Speaker of the House Kevin McCarthy of Calif., picks up the gavel as he begins to speak in the House chamber in Washington, early Saturday, Jan. 7, 2023. (AP Photo/Alex Brandon)

Now that a Speaker of the House has been elected, the country’s political attention is shifting toward what the new session of Congress can accomplish before the next election cycle kicks into high gear.  

While the focus has shifted, North Carolina will still be a priority as Republicans look to solidify their majority in the state and Democrats seek to make up ground, meaning the issues North Carolinians care about will be the issues Washington cares about. And right now, no issue weighs more heavily on voters than inflation. Polling from High Point University and Ipsos/Spectrum points to it as the single biggest issue for voters which is reflective of some broader trends across the country.  

With inflation taking up so much of the conversation here in North Carolina and throughout the U.S., lawmakers need to prioritize pulling every lever they can to get rising prices under control.  

Unfortunately, while Democrats and Republicans have differed on just how to accomplish that, one step that could have an immediate impact has gone mostly overlooked.  

For more than four years, companies have been dealing with heavy tariffs on imports from China — with some of those tariffs rising as high as 25% of the price of the items businesses need to import. Given the breadth of the goods hit by tariffs, no industry has gone untouched by the trade war with China.  

From agriculture and timber to manufacturers and bicycle companies, the broader economic impact of the tariffs is clear. Tariffs are taxes that unnecessarily add to the cost of goods that businesses need most, which ultimately spills over to the prices that consumers pay in the checkout line. 

North Carolina is no exception.  

Trade is hugely important for our state. As of 2020, China was the second-largest source of imports to North Carolina, accounting for almost 15% of all imports to the state alone. The longer the tariffs have been in place, the higher the cost to North Carolina. So far that bill has come to the tune of $3.7 billion and counting. At a time when recession fears linger prominently in the background, leaving the tariffs in place is simply unsustainable.  

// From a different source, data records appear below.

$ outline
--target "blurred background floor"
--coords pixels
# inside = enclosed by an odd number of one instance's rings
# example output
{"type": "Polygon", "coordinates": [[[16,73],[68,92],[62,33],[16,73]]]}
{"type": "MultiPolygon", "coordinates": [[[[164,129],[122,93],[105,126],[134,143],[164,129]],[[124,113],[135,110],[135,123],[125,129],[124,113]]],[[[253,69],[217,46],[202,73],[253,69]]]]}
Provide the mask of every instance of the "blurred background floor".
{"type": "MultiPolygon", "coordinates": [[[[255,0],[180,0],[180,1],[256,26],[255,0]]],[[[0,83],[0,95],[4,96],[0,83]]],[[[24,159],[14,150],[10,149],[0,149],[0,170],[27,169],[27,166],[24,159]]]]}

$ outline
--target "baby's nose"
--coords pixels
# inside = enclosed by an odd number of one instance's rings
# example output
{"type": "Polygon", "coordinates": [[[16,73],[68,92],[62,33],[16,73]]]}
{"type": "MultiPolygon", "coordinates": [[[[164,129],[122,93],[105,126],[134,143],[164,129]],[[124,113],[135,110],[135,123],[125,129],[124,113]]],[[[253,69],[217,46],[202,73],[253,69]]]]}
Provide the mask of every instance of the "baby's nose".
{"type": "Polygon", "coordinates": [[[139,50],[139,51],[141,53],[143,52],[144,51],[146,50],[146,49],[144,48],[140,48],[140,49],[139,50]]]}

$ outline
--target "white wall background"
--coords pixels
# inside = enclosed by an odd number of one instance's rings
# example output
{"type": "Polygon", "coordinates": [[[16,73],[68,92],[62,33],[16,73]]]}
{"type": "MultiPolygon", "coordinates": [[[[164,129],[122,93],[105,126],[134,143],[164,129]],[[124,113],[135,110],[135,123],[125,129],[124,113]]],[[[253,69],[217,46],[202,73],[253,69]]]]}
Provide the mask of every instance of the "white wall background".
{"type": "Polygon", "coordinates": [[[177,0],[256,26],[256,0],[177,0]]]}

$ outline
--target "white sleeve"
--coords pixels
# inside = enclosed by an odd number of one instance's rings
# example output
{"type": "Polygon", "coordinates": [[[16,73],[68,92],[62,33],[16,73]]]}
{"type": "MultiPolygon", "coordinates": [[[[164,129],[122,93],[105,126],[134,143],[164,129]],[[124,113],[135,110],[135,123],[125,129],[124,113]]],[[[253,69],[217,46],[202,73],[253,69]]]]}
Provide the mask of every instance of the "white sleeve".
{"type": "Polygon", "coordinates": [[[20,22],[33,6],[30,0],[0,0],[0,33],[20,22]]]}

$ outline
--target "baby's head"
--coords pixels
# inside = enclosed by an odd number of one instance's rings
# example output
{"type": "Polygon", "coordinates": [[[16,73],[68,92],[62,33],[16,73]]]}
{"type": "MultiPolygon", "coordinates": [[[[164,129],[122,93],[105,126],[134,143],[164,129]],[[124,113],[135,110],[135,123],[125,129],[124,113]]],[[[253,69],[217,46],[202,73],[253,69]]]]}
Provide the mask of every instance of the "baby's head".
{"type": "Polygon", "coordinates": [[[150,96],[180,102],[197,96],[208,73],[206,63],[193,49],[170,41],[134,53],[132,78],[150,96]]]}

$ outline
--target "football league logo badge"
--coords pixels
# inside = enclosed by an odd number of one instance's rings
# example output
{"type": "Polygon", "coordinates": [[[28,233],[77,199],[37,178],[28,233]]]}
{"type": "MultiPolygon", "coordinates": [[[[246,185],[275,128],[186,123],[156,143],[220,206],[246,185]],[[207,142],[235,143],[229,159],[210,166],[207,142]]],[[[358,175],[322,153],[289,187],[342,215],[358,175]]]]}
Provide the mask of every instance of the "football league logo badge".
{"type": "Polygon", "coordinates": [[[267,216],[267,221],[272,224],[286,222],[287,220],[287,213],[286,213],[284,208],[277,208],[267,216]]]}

Thankfully, many of the lawmakers we’ve sent to Washington already recognize this. Last year, Sen. Thom Tillis sent a letter to United States Trade Representative Katherine Tai calling for her and other administration leaders to improve the process for companies to apply for exclusions from the tariffs, calling out the “significant burden and costs placed on business owners, farmers, and families in North Carolina” because of expired tariff exclusions.  

Having a functional exclusions process would certainly help, but it would still be best to remove the tariffs entirely and bring an end to a trade war that was always doomed to fail. Tariffs create costs for businesses, workers and consumers in the U.S., not for China. That’s why I hope that Sen. Tillis and our new congressional members will work with Ambassador Tai and President Joe Biden to finally lift the tariffs, something that the administration could accomplish without an extended battle in Congress.  

What happens in North Carolina has the potential to set the pace nationally on a whole range of issues for years to come. It’s critical that our lawmakers recognize this and use North Carolina’s unique political standing to both bring attention to the harm the trade war has caused, and ultimately bring it to a close.  

Bobby Hurst is a former Fayetteville City Council member 2007- 2017.